Повести Ильи Ильича. Часть 3 - [29]
Ох, уж эта гордыня! Этот бред человеческий, виновник разлук и поломанных судеб, – чёрт в нас и вне нас!
В том и чёрт, что когда я у Веры сидел и Александра Ильича слушал, то я собственными мыслями увлёкся, душевной борьбой, беспочвенными переживаниями. Я на себя только смотрел и одного себя видел! А на других теперь только смотрю, когда на себя вдоволь насмотрелся, до тошноты.
Я на Веру смотрю, как осторожно ходила она по комнате, как садилась, как осматривалась украдкой, точно не узнавала своего жилья, точно всё старое растеряла; как одергивала полы рубашки, прикрывая трико, как смеялась нам с Александром Ильичём. По-разному смеялась и знала, кому как надо! Мне открыто смеялась, а Александру Ильичу раскатисто, мелко, и уж непременно так для Александра Ильича смеяться надо было. Всё Вере было с руки, и вся она была мягкая, податливая, а, пожалуй, и безотказная. Хорошая. Попроси и не откажет, – до того милая, и не без ума.
И на Александра Ильича теперь смотрю, на словарь энциклопедический и толковый. Весь вечер он отдувался и всех развлекал, а в нужный момент и растрогал.
«Ах, попшикайте!» – захлопала Вера в ладоши, когда Александр Ильич сказал, что родом он с Волыни, ставшей советской после 44-го года, и когда бывает в Москве, то покупает газеты чешскую и польскую, чтобы не забыть языки. «Ну, пошипите пожалуйста, непременно пошипите», – и Александр Ильич пошипел и нас рассмешил.
– Я в старой школе учился, – рассказал Александр Ильич. – До сих пор помню, как ладошку луком натирал, чтобы не было больно, когда линейкой ударят.

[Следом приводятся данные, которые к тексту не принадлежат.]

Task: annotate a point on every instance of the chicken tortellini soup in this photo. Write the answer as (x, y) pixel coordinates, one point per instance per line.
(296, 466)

Вера нахмурилась и губку закусила, а Александр Ильич тут же ее рассмешил:
– Во всём селе две цветочницы знаменитые были, моя мать и учительница Галина…, дай бог памяти, которой нет. И вот надо на экзамен той учительнице цветы дарить. Так я цветы училкины срезал, особенные, да и подарил ей! Она прослезилась от счастья! Решила, что я материны цветы срезал, и что такие у неё одной теперь остались. Вот оно, честолюбие наше!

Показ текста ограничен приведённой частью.